Everyone then headed inside the State House for a program led by Representative Russell Holmes. The program featured words from original protestors like Anne Hershfang and Chuck Turner, as well as Kailyn Crockett, author of People Before Highways: Boston Activists, Urban Planners, and a New Movement for City Making, and Representative Nika Elugardo, among others.

“50 years ago on this very day, at this very building, activists from across the region came together to raise their voices,” Crockett said to a packed crowd at the bottom of the Grand Stair Case at the State House. To a rousing round of applause, she added, “We are not finished yet.”

Crockett said that the idea behind this 50th anniversary was to have 50 people come because they wanted to have one person for each year of activism and memory, but the crowd exceeded 50. “This is not a small event, this is not a small moment.
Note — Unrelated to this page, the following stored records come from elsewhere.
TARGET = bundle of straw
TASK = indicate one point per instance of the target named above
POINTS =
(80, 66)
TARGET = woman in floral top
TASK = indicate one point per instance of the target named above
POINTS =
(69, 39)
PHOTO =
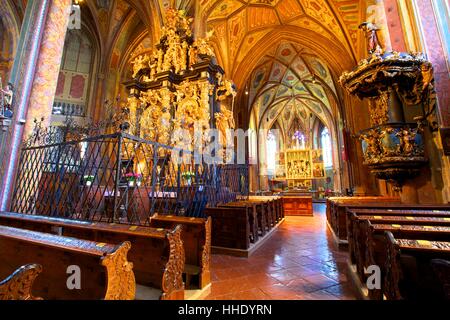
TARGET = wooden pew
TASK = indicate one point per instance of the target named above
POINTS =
(336, 207)
(297, 205)
(364, 242)
(231, 226)
(409, 269)
(104, 268)
(262, 222)
(358, 215)
(157, 254)
(338, 221)
(196, 236)
(276, 204)
(19, 285)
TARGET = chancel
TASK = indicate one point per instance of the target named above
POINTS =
(224, 150)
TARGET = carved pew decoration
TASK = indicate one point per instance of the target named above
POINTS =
(398, 86)
(157, 255)
(105, 272)
(409, 270)
(19, 285)
(196, 237)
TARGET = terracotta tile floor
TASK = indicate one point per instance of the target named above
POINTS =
(299, 261)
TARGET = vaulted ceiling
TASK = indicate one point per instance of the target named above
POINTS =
(240, 24)
(289, 84)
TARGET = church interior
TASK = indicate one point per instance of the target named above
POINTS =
(224, 150)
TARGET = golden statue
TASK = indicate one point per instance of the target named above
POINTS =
(139, 63)
(203, 47)
(224, 123)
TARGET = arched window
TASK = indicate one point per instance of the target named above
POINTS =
(72, 91)
(326, 148)
(271, 151)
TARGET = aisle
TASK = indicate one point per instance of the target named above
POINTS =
(298, 262)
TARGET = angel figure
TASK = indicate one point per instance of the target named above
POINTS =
(373, 44)
(139, 63)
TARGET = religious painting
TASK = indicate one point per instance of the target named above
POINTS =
(318, 170)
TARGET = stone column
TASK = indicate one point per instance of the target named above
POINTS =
(36, 74)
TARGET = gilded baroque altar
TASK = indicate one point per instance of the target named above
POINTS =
(178, 88)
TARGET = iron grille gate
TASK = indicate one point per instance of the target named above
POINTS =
(121, 178)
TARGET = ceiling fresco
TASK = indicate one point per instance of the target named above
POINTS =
(290, 82)
(239, 24)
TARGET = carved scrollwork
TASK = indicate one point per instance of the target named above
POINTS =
(18, 286)
(120, 275)
(173, 273)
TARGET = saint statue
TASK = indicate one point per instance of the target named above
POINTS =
(6, 100)
(373, 44)
(139, 63)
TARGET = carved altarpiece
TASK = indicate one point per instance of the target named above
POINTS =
(179, 86)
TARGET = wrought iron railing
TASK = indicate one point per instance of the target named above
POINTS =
(120, 178)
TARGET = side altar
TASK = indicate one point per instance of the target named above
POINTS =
(179, 92)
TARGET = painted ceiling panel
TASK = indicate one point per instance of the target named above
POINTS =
(286, 53)
(289, 9)
(278, 71)
(300, 68)
(260, 17)
(225, 9)
(290, 79)
(275, 84)
(236, 32)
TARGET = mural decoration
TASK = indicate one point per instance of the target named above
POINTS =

This is not a small crowd or a small history,” she said. “We are here today to celebrate and honor an incredibly long legacy of organizing activism and grassroots power.”

There is a plaque outside the Roxbury Crossing orange line station depicting the Southwest Corridor and the history of the planned highway development. Across the top is a list of all of the names of the original activists, which Crockett and Lou Finfer of the Massachusetts Communities Action Network read out loud during the program.

“It is amazing, almost emotional, to recognize the power that’s in this room,” Crockett said. She said that though many of the people on the list have passed, the power and spirit of their work and commitment is “very much alive in this room.”

Activists Chuck Turner and Ann Hershfang were, according to Crockett, the keynote speakers for the program, because “they were people who were so instrumental in the building movement that made the highway opposition and the power around…as strong as it was,” she said.

“From my perspective, the fight was really a memorable fight because I think it was the first time outside of war and poverty that people from different neighborhoods came together, that activists stood up and said we have to struggle with others,” Turner said in his remarks. He said that the original protest was the first time he can remember community activists being joined by city officials, business people, and environmentalists to work together on bettering the city.

“It was an opportunity for us to come together and say let’s do it together by sharing our minds and our energies,” he added. “We are in a challenging time,” he said. “There are some fights that we can’t afford to lose.”

Hershfang’s words focused on what happened back in the 1960s during the original protests. Hershfang said that she was part of the original group that opposed the South End Bypass, which was a four lane highway and Orange Line track that was going to go through the South End. She spoke of how she and the rest of the group, though generally ignored and without power, overcame those above them.

She also spoke of the plaque outside Roxbury Crossing, saying that putting the names across the top was Lew Finfer’s idea. “He wanted the students at Roxbury Community College to get off the train, the orange line, go by that plaque, and realize that people just like them had defeated these highways and the government didn’t give it to us. We got it,” she said.

Rep. Elugardo said that they were there to remember the power of organizing. “Because organizing isn’t just powerful to stop highways. Organizing protects affordable housing, organizing wins elections, organizing plants the seeds of justice but it also bears the fruit of  justice and it demands that that justice is for every single person,” she said. Elugardo also said that the torch should be passed to younger generations so they are empowered to organize as well. “A lot of times people are experiencing the darkness of our times, but we have to remember that that’s when our lights shine the brightest,” she added.

Rep. Liz Malia spoke of learning about politics and what she admired from the original planners. “What’s really gotten me was the fact that the planners made it part of their policy to listen and they understood that people weren’t going to come to easy resolutions,” she said. “Because of the patience of the community, we have the victory that was realized for years and we have communities that are not wiped out.”

At the end of the program, everyone gathered for a group photo and placed flowers beneath the portrait of Governor Francis Sargent. Crockett summed up the general feeling of the program and what it represented: ”These are living legends, fighters, people in our community who are here, who are talking to us, who are still nurturing so many dreams and visions for what is to be.”